En el tablero venezolano la pregunta ya no es si Nicolás Maduro caerá, sino por qué todavía no cae. Y la respuesta, aunque incómoda, es simple: no se irá tan fácil. No porque tenga un horizonte luminoso sino porque en una era donde los dictadores ya no encuentran exilios dorados ni fortunas invisibles, su supervivencia depende de quedarse exactamente donde está.
Y frente a un Donald Trump que amenaza mucho pero actúa poco, Maduro entendió que la indecisión ajena puede ser su mejor escudo.

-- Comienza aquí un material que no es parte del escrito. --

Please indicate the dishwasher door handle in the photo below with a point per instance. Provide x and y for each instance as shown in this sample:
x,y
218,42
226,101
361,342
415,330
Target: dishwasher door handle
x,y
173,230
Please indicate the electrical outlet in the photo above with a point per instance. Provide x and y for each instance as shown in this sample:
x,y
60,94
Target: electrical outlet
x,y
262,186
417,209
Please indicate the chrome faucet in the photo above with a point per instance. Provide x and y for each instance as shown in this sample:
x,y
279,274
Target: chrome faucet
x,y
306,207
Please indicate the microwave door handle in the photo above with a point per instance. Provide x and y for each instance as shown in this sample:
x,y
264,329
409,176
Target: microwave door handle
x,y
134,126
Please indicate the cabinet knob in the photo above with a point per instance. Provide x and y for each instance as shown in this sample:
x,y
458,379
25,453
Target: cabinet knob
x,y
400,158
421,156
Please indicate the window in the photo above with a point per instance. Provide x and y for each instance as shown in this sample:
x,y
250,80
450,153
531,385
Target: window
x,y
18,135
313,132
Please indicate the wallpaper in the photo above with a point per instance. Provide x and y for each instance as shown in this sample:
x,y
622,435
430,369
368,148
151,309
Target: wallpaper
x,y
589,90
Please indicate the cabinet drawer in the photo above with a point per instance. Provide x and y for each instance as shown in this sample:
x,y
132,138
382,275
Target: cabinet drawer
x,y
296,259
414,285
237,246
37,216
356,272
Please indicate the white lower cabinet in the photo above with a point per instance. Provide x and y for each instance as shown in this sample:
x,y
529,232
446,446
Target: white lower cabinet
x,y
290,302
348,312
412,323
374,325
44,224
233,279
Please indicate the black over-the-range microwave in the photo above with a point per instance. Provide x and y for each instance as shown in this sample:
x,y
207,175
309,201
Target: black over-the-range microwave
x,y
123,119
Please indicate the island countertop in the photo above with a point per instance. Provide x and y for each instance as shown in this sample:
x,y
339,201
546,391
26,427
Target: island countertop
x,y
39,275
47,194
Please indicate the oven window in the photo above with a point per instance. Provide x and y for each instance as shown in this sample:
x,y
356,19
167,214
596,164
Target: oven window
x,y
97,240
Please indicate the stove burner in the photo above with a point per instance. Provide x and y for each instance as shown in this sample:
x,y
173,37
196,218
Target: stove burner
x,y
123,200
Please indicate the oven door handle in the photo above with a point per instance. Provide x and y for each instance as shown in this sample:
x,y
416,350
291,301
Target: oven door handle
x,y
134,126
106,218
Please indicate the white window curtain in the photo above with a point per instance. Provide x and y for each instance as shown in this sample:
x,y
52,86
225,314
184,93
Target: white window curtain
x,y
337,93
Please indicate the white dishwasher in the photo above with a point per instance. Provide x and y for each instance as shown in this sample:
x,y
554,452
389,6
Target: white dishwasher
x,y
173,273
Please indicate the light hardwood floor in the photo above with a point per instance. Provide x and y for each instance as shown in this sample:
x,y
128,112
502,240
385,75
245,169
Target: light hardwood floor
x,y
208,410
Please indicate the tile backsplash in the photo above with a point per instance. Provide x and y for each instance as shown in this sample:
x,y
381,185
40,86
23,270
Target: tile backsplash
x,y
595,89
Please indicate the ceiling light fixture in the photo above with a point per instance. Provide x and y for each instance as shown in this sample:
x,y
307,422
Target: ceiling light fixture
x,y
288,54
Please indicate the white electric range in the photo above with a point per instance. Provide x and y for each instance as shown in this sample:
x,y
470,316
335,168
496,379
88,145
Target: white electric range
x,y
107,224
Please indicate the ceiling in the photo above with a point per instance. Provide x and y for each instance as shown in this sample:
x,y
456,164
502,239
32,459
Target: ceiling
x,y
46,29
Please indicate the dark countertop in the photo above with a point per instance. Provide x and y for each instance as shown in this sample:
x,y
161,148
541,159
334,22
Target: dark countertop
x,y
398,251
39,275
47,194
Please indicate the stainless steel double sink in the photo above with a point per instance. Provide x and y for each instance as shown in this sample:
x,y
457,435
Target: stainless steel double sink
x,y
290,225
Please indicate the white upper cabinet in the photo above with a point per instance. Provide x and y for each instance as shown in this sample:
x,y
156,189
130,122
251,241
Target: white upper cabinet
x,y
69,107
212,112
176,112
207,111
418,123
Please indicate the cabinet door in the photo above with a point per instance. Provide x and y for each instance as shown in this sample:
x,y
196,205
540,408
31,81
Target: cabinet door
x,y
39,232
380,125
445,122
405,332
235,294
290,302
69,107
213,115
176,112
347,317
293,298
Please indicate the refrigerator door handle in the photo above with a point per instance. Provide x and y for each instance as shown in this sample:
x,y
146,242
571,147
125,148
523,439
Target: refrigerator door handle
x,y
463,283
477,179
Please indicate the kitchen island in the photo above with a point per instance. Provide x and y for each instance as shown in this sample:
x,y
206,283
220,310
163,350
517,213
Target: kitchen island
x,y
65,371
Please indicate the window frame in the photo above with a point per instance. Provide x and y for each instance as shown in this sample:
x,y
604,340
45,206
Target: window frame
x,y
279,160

El petróleo, mientras tanto, funciona como la distracción perfecta. Venezuela tiene las mayores reservas del planeta, pero también uno de los crudos más pesados, caros y difíciles de procesar. A su vez, hablar de una motivación energética cada vez que Washington desplaza un portaaviones se ha vuelto un lugar común.
Pero quizá lo que realmente mueve a Trump en estos momentos es algo mucho más elemental y más viejo: poder. Reafirmar liderazgo hemisférico, revivir la retórica anticomunista que entusiasma a su base y demostrar que él sí “pone orden” en el vecindario.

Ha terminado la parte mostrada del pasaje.